We returned to this canyon after one year with old and new friends from the Tucson Backpackers and we're delighted to see few ill effects from the forest fires and successive floods that have devastated so much of southwestern New Mexico in the last three years. We camped as usual near lower Frisco Box and enjoyed our traditional breakfast at the Alma Grill.

Alma Grill

The last 13 miles to the old trailhead were as rough as ever but all the downed trees had been cleared, and we were able to drive all the way to end of the road. This time we easily located the old trail, and by keeping a close eye on our GPS track from the previous year,we were able to head more or less straight downhill toward the campsite instead of wandering off the many game trails that criss-cross the cliff face.

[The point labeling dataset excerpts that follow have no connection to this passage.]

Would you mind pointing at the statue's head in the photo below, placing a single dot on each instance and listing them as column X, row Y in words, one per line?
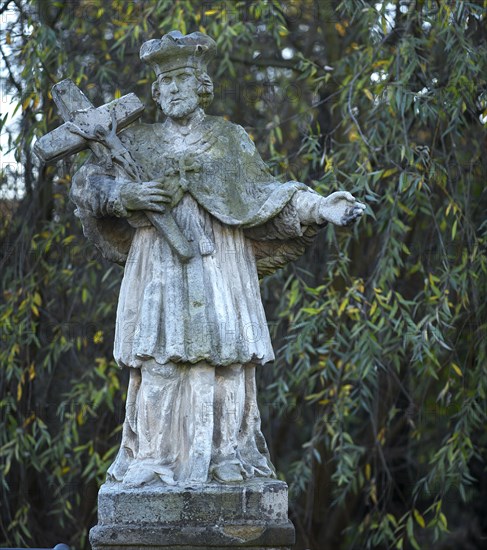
column 180, row 63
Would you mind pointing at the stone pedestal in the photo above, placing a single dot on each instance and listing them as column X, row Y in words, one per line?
column 250, row 515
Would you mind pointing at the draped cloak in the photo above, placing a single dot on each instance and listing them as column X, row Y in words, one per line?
column 224, row 201
column 241, row 224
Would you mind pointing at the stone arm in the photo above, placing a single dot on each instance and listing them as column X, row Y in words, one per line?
column 102, row 194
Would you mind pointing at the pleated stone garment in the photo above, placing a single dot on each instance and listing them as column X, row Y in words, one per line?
column 208, row 309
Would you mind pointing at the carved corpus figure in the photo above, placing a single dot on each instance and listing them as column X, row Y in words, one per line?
column 190, row 326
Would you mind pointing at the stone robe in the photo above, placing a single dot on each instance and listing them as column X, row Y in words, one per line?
column 179, row 321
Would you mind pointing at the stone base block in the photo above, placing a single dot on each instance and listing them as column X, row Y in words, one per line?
column 250, row 515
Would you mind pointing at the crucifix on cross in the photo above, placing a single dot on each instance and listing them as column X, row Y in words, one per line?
column 86, row 126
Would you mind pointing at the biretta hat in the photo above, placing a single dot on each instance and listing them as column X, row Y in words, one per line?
column 175, row 51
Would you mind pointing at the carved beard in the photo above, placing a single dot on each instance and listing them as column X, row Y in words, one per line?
column 178, row 105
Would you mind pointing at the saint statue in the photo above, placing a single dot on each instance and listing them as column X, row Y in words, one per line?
column 191, row 210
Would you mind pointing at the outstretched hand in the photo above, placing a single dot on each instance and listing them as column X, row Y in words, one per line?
column 341, row 208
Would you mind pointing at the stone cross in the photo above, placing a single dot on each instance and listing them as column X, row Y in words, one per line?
column 75, row 107
column 96, row 128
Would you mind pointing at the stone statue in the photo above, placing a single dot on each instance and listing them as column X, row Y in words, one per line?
column 191, row 210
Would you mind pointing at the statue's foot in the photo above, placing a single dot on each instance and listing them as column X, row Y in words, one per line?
column 228, row 472
column 138, row 475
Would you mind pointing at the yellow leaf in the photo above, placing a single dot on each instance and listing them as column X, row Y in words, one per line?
column 419, row 518
column 389, row 172
column 342, row 307
column 340, row 29
column 454, row 229
column 353, row 135
column 368, row 93
column 26, row 103
column 328, row 164
column 457, row 369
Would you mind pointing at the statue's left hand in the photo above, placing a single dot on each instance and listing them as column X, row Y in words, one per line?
column 341, row 208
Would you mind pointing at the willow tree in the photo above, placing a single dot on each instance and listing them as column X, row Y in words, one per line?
column 375, row 408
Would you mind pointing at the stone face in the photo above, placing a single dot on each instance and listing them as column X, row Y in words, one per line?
column 213, row 515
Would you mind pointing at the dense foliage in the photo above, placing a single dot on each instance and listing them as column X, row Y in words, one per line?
column 375, row 410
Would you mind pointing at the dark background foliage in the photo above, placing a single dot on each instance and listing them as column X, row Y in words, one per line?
column 375, row 408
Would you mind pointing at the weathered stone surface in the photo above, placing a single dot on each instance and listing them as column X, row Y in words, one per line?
column 247, row 515
column 196, row 216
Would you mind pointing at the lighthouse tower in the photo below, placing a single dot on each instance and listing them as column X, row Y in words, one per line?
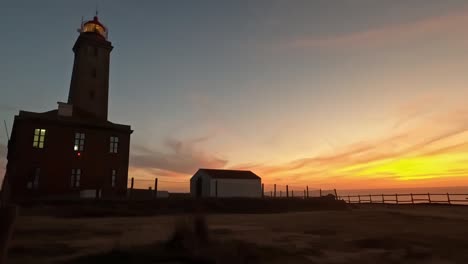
column 89, row 87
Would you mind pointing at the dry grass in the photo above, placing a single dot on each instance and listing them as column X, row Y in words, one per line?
column 367, row 234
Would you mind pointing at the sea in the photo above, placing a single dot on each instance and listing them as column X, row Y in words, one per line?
column 456, row 195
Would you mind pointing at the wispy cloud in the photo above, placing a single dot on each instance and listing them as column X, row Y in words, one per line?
column 450, row 23
column 182, row 157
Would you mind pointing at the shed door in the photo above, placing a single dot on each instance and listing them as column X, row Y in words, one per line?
column 199, row 187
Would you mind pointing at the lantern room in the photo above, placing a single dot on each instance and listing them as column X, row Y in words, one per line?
column 94, row 26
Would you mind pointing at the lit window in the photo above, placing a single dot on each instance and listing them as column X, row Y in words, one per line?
column 79, row 142
column 33, row 183
column 114, row 144
column 113, row 177
column 93, row 51
column 75, row 178
column 39, row 137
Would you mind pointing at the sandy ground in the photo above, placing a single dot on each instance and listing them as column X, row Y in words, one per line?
column 366, row 234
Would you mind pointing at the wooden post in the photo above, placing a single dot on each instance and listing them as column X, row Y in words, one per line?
column 7, row 220
column 155, row 187
column 131, row 188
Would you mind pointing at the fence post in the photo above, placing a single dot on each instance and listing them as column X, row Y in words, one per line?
column 8, row 214
column 155, row 187
column 131, row 189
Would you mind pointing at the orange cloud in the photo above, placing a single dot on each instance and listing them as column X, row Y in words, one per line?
column 451, row 23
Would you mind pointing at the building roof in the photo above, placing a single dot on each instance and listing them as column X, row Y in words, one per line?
column 80, row 117
column 230, row 174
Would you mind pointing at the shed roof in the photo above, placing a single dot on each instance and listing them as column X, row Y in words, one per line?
column 230, row 174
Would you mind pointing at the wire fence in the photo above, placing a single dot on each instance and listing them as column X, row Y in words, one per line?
column 407, row 198
column 271, row 190
column 268, row 190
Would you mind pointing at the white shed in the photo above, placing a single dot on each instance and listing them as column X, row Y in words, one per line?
column 225, row 183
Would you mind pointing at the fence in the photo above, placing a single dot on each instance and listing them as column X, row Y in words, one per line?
column 411, row 198
column 148, row 186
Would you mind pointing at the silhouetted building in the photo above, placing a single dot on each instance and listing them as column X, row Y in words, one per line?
column 225, row 183
column 73, row 151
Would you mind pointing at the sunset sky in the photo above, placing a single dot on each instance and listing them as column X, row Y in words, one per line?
column 333, row 94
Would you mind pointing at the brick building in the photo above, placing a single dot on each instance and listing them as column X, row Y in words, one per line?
column 72, row 151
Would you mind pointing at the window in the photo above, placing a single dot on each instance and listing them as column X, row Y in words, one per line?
column 114, row 144
column 33, row 182
column 79, row 142
column 113, row 177
column 75, row 178
column 39, row 137
column 93, row 51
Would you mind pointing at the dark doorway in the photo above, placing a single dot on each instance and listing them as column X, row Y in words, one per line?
column 199, row 190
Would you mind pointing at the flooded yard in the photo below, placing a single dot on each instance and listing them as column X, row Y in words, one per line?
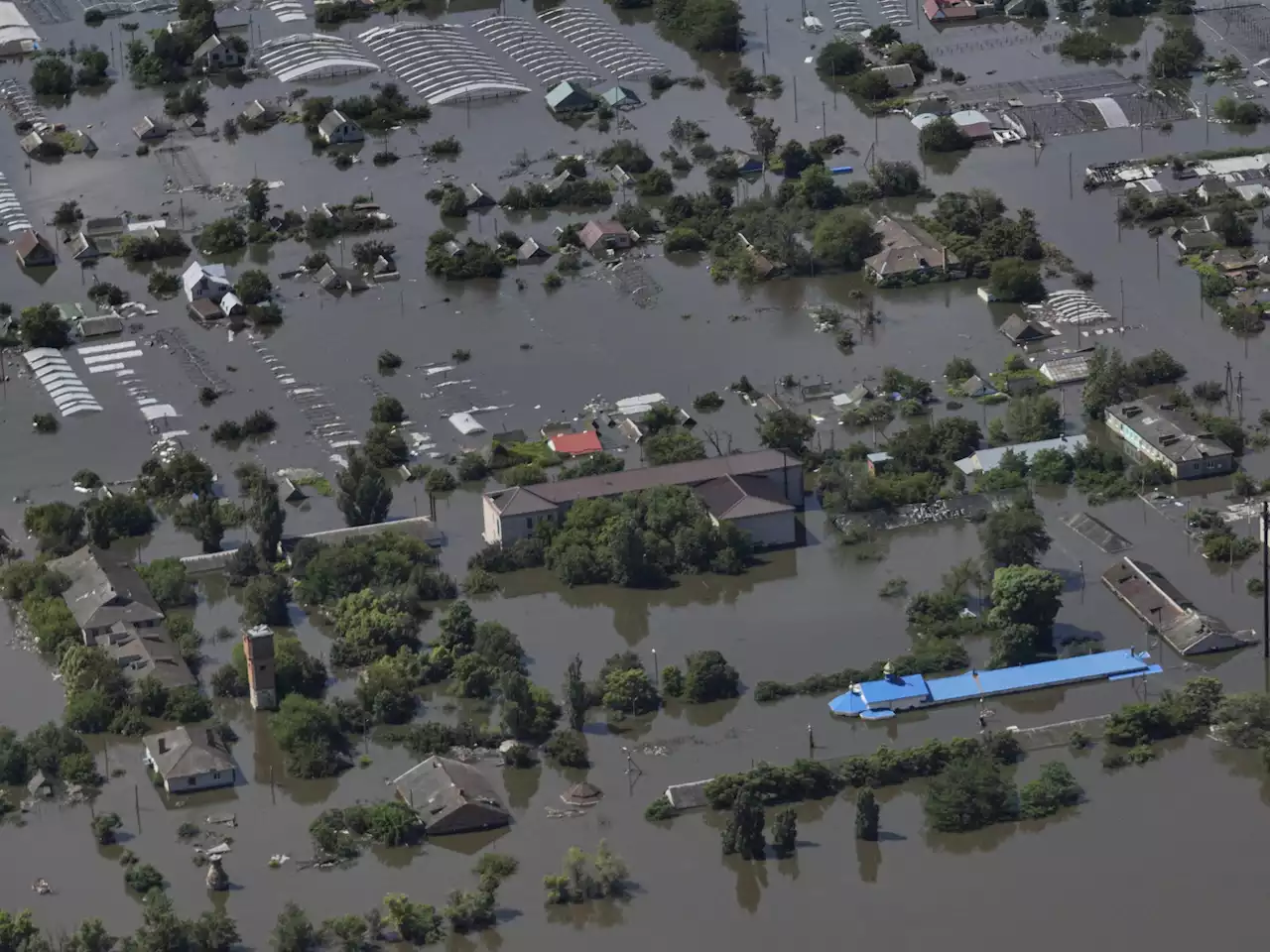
column 541, row 356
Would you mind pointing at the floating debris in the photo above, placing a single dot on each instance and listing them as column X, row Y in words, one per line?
column 581, row 794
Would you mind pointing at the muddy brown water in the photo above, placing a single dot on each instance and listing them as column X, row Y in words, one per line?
column 813, row 610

And so we were astonished to find ourselves within sight of the stream after just one hour of steep and steady hiking.

The tub is always left empty and someone kindly supplied a scrub brush and a bathtub stopper, so I gave it a good scrubbing and then let it fill while everyone got set up for the evening.

A quick communal soak still left us time for a hike upstream, where we marveled at the wide grassy park-like canyon that meanders peacefully between cliffs of tortured basalt and outcroppings of sculpted volcanic tuff.

Next morning we followed the track of an old road downstream, wandering in and out of sweet-scented forests of ponderosa pine and Gambel oak with dazzling yellow leaves.

Despite high stream flows on the Gila, the upper San Francisco was actually running lower than normal, although thick muck in the stream bed indicated higher water in the very recent past. We were able to make our way partway into the canyon this time, but some turned back after sinking in deep muck up to their knees. The group split up, with some continuing down canyon while others explored a nearby side canyon and eventually scrambled up the back side for a dizzying view of the San Francisco slicing crazily through the Mogollon Mountains.

Then it was back to camp for another marathon soak, followed by dinner and another soak. During the night our 30 per cent chance of rain gave us a good soaking, but rain on a tent roof at night is delightful so long as that roof doesn't leak! We awoke to leaden skies but the rain held off until we had scrambled back up the hill to our vehicles.

On the drive home, very ominous clouds were hovering, and just east of Safford those clouds opened up and produced the most violent rainstorm I have ever experienced. For a solid half hour or more, we drove without being able to see more than 10 feet in front of us. The cotton fields were completely flooded and inching toward the highway. Lightning struck very close by and moments later we passed a smoking power pole.

What a strange year this has been, with the monsoon blending seamlessly into hurricane season. Remember when we lived in the Southwestern DESERT?